Just another day I was involved in analyzing the performance of an online banking application. There were two set of transactions. One set was lightweight for mobile users and another heavy one, as it was for inhouse desktop users. Naturally latter was experiencing higher response times and where team was tending to focus on. I do like to start by defining the problem correctly as it saves much time. The objective of test was infrastructure evaluation. Higher response time for a set of transaction was immaterial. What was required for our evaluation was consistent response times and throughput that enabled our infrastructure evaluation exercise. I did a quick pattern evaluation and found that heavy and light transactions were getting equally impacted by oscillations. Thus we had to focus our energy more on identifying the source of oscillation. In crisis it is easy enough to get swayed and target the obvious or the low hanging fruits, which does nothing to get us closer to end goal. 'Why' is a word that has largely slipped out of adult vocabulary for reasons such as perceived impoliteness or ensuing ego conflicts. Still it is necessary to observe and understand.

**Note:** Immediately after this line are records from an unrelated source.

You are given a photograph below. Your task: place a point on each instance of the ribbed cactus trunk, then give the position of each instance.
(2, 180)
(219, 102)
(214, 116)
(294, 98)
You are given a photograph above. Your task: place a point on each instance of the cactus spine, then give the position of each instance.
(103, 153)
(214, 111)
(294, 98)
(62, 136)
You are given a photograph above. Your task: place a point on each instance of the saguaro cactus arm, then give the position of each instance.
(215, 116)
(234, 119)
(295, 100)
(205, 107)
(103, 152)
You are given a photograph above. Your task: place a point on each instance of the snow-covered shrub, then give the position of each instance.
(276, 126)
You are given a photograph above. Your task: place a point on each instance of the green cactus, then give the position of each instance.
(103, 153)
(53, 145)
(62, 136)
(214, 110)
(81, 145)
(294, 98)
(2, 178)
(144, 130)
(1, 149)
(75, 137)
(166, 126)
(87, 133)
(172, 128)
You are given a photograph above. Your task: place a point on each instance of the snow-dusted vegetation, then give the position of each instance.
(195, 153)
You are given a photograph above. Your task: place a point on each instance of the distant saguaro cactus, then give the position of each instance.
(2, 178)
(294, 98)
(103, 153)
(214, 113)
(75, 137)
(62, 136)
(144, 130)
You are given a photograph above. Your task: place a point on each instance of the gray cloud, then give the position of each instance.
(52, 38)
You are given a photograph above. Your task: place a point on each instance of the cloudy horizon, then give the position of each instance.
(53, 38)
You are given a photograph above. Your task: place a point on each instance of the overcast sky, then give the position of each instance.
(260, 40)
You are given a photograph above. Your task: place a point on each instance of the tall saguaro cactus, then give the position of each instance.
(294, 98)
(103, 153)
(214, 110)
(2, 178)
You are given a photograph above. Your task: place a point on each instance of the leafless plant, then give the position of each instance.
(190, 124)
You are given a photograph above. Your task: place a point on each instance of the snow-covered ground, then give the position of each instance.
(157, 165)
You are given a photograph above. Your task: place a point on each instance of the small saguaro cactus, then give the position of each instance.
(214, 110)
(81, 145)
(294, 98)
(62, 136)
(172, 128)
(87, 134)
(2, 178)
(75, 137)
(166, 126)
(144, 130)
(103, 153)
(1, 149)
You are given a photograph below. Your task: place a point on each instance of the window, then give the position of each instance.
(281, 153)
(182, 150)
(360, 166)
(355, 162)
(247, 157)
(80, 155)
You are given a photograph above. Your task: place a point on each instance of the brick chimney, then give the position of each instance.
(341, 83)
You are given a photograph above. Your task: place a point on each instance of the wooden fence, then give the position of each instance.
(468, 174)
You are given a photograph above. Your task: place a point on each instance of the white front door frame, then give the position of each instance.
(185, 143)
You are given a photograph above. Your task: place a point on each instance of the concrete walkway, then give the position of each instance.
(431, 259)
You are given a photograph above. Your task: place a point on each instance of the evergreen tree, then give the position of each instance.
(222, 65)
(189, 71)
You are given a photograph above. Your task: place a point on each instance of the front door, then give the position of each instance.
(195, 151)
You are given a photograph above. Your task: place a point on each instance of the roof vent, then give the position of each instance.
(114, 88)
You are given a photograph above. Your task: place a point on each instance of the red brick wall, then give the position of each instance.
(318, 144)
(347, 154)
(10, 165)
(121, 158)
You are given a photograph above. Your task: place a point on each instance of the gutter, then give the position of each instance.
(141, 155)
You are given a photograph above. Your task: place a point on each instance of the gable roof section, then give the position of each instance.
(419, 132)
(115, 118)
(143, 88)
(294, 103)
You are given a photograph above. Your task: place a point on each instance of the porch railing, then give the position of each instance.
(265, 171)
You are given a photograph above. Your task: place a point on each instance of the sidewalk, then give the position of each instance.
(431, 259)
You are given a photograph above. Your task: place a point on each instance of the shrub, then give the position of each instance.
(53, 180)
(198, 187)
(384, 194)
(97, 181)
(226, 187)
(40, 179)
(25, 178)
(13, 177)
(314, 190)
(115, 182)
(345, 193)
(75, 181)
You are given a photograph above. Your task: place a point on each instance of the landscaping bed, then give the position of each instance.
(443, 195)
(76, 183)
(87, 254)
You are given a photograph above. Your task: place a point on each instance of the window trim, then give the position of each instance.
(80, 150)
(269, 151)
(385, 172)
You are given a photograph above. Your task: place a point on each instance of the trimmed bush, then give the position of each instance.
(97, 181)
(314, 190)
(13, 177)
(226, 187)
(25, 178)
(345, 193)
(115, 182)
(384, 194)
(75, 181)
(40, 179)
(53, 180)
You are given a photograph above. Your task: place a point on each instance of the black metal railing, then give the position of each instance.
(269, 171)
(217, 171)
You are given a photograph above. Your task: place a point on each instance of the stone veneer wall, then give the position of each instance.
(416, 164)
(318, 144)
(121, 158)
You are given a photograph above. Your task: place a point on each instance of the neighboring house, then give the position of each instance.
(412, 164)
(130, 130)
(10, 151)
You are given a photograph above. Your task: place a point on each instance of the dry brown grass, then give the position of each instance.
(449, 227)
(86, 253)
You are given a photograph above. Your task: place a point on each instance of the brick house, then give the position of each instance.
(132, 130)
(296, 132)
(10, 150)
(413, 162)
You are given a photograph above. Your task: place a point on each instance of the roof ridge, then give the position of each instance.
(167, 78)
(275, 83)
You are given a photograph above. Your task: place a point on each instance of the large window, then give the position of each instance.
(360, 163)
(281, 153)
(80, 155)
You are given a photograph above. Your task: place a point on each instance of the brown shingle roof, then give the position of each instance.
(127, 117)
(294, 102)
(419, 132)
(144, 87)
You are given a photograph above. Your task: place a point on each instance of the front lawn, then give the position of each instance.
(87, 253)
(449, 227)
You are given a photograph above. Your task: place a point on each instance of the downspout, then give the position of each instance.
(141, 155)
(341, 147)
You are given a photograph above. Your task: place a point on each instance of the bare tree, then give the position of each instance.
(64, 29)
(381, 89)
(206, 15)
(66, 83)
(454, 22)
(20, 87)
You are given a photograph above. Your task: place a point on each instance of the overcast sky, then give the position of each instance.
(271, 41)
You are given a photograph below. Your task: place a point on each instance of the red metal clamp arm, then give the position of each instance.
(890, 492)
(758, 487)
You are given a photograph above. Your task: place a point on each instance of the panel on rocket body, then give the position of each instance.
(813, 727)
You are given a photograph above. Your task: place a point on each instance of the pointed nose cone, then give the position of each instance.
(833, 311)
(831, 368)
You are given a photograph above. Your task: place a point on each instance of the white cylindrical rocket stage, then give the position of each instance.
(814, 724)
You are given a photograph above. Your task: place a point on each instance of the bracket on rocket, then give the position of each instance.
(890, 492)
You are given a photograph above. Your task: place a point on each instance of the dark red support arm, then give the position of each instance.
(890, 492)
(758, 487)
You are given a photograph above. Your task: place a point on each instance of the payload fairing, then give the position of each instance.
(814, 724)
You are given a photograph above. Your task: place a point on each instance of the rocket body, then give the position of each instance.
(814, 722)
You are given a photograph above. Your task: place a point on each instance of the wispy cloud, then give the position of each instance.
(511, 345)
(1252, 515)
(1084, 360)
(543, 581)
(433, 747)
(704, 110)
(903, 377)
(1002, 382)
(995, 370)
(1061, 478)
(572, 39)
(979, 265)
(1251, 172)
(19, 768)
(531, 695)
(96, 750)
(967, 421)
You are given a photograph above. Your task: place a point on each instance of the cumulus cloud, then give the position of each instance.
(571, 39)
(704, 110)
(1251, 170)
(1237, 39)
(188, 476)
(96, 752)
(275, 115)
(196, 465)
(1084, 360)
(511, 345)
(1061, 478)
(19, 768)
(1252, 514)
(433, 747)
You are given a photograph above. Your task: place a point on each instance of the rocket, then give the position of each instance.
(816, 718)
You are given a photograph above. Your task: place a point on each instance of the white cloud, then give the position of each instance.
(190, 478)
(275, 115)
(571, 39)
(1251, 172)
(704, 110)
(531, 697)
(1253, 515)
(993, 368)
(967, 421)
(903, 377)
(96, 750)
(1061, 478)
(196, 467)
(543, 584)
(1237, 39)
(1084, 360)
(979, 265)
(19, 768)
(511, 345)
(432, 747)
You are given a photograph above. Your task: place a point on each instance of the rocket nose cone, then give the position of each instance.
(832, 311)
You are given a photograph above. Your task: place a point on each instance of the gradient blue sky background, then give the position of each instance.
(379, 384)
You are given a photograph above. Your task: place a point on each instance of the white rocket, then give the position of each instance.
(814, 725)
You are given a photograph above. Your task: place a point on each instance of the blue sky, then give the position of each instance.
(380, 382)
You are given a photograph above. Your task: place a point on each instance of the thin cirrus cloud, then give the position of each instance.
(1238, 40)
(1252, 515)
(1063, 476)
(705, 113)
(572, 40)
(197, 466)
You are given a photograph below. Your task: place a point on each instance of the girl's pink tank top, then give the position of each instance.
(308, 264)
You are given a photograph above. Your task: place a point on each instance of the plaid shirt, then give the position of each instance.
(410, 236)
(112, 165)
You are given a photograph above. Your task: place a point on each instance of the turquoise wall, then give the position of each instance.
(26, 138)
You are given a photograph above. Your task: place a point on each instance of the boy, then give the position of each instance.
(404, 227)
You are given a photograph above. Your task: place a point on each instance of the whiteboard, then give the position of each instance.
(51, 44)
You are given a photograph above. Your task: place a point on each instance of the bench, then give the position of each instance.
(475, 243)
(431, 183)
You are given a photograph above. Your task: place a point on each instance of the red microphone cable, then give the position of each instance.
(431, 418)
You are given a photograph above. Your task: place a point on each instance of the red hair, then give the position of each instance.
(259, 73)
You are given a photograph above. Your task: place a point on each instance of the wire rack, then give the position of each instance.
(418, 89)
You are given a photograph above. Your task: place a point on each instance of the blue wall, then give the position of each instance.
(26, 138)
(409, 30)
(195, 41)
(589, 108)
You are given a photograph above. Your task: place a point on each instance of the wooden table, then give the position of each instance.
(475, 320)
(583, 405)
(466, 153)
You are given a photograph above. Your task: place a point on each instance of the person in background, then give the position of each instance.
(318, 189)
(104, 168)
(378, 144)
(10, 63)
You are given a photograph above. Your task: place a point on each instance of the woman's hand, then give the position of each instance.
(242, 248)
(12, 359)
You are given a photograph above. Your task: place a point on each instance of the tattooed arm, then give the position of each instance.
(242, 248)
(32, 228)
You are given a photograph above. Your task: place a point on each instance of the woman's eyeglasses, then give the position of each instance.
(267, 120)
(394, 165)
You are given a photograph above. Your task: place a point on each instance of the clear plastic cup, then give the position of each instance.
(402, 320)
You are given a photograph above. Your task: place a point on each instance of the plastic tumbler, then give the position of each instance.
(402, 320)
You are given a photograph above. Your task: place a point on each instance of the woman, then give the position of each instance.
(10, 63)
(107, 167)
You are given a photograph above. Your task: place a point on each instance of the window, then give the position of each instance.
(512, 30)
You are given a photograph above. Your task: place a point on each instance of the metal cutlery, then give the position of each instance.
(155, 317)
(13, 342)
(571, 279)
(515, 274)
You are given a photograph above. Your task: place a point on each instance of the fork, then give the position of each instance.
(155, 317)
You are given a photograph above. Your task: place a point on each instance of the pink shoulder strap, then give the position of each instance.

The healthcare world is full of low hanging fruits- insurance administration cost, lack of focus on preventive medicine, lack of incentive for maintaining good health, wrong payment incentive for providers etc. All legitimate thoughts and self- evident. The solutions based on these premises are not. So if we are building healthy practices and enriching patients in a provider's catchment area to become more healthy, what will the hospitals do with all their spare capacity?  Do they have flexible costbase capacity to adjust expense according to patient load that they serve? We might spend many years perfecting preventive medicine practice to find all it did was some cost shifting, from relatively healthier patient who benefited from it to those were too much down the lane to benefit from it. That just negates what insurance is trying to achieve, lowering the overall cost by spreading it across healthy segment.


In performance engineering world, I see similar trends. There are tuning efforts that can be treated as axiomatic and self evident truths. Yet the solution based on that is self defeating or misleading. There are easier approaches, such as paying attention to performance test results- observing inflection points and events that occur around it. That itself reveals a lot of insightful information and can take us to the source of bottlenck as quickly as, say as a fancy profiling tool.

Questioning, I believe is the best way to formulate the right question and problem statement. Observation is an underrated, but powerful tool for solving many problems.

Comments

Unknown said…
Without such discrepancies, performance engineers like us would not have any job. lol!